On Apr. 13, Surface hosted the 45th installment of its Design Dialogues series, in partnership with Japan House Los Angeles. The conversation, which took place at Hollywood & Highland, featured Spencer Bailey, editor-in-chief of Surface, and Kenya Hara, art director of Muji and chief creative director of Japan House. The two spoke about Japan House Los Angeles’s latest exhibition, Takeo Paper Show: SUBTLE, and about how Hara drew his inspiration from Japanese cultural motifs such as simplicity, fragility, and purity, to inform how paper would be perceived and experienced by the exhibition’s audience.
Hara began the discussion by explaining how he purposefully sought out various creatives—such as architects, sculptors, and fashion designers—to collaborate on the exhibition, and gain their insight on its overall direction. “As a designer [myself], there are many angles I might not have even considered to take [with this show]. It was important [to me] that traditional designers brought in their take on what paper is,” he said.
“So, why paper?” Bailey inquired, as their discussion unfolded. “The idea of using something so fragile informs how one would need to behave in these spaces,” Hara responded. “Delicately, rather than violently—to be violent would completely disrupt the environment because [paper] is so delicate.
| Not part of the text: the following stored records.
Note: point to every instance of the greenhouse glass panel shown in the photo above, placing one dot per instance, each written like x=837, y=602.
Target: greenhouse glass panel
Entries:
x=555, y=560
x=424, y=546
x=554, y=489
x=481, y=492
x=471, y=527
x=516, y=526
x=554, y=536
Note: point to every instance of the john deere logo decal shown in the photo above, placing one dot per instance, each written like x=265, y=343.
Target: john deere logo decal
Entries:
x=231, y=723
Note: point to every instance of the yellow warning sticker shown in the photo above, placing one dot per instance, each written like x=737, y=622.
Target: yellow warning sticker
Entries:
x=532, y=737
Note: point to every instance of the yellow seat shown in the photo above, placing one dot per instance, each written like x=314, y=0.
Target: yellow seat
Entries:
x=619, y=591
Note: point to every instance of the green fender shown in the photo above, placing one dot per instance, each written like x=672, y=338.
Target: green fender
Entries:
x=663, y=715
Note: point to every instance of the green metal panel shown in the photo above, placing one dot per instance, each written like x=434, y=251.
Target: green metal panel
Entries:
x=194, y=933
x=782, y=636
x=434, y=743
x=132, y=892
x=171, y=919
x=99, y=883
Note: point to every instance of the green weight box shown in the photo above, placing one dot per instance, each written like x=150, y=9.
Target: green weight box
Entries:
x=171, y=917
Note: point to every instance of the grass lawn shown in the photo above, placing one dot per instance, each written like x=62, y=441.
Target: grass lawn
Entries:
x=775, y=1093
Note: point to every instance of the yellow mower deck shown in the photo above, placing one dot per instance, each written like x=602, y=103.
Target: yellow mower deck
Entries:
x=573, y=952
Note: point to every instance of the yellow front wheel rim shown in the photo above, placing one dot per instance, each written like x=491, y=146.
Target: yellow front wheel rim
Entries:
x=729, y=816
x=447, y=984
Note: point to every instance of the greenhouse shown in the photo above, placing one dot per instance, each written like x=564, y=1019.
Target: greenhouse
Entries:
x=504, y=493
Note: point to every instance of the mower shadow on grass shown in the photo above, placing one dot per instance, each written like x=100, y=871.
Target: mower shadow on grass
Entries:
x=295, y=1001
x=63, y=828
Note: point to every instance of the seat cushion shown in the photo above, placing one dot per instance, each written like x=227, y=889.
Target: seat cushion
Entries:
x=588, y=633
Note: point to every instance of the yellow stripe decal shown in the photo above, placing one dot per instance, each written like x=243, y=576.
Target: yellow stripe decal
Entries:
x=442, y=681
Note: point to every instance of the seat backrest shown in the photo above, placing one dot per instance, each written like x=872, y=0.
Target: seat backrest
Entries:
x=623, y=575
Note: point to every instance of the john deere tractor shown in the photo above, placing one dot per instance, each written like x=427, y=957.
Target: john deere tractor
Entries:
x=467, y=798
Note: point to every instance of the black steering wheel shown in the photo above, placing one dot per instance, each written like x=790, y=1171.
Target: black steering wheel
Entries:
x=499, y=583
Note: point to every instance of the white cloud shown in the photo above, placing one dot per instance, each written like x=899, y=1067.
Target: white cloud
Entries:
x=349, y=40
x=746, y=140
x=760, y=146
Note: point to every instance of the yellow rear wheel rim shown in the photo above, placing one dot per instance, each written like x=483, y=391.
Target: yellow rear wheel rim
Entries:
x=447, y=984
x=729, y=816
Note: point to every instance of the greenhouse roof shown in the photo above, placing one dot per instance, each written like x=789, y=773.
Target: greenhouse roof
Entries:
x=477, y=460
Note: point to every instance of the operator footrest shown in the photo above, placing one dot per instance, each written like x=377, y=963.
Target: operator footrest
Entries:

In Japanese culture, everything is treated very subtly—you take your shoes off when you enter the home, for example—and so I wanted to capture that sense of culture within the exhibition itself.” Paper is omnipresent in Japanese culture—while most often used as a “method of communication, it is constantly found in common spaces such as in Japanese architecture, [everyday] objects, and even clothing,” Hara said.
Throughout the dialogue, Hara made two or three different analogies between eggs and design. After a few curious chuckles from the audience, Bailey finally asked: “What’s your fascination with eggs?” Hara, at first taken aback, erupted into laughter, and then explained, “I think the egg is a fascinating object from a design perspective. [When you cook] a hard-boiled egg, [at] what exact temperature is the shell going to come off perfectly? What are the [elements] that make the egg perfect?” Hara continued, “in this way, I think it’s a design object because it makes you think about what the exact amount of information, or stimulation, is needed to deliver the message that we [want to convey].” Hara had previously mentioned how white objects—such as paper and eggs—are “calming, make us focus, turn inward, [and give us] the ability to zero in on a concept. When you put salt on an egg—also a white object—the crystals are quite different [depending on] where you enjoy this geographically—for instance in L.A. versus in Japan,” he said. “Then, think about how many salt shakers are out in the world, and how they’ve been designed—[these details] are very important factors in how we experience things.”
From design, Bailey and Hara’s conversation transitioned toward the focus of innovative technology—particularly that of 3-D printers, and how Hara sees them potentially influencing his work. Hara, who hasn’t personally tried one yet, noted that “When I saw them hit the market in a big way, I didn’t think they were as impactful as people thought they would be.” He continued, “However, I do think it will open the door to new experiences. Architects who have used them in their designs have created shapes and experiences that I’ve never seen done before. It’s truly amazing.”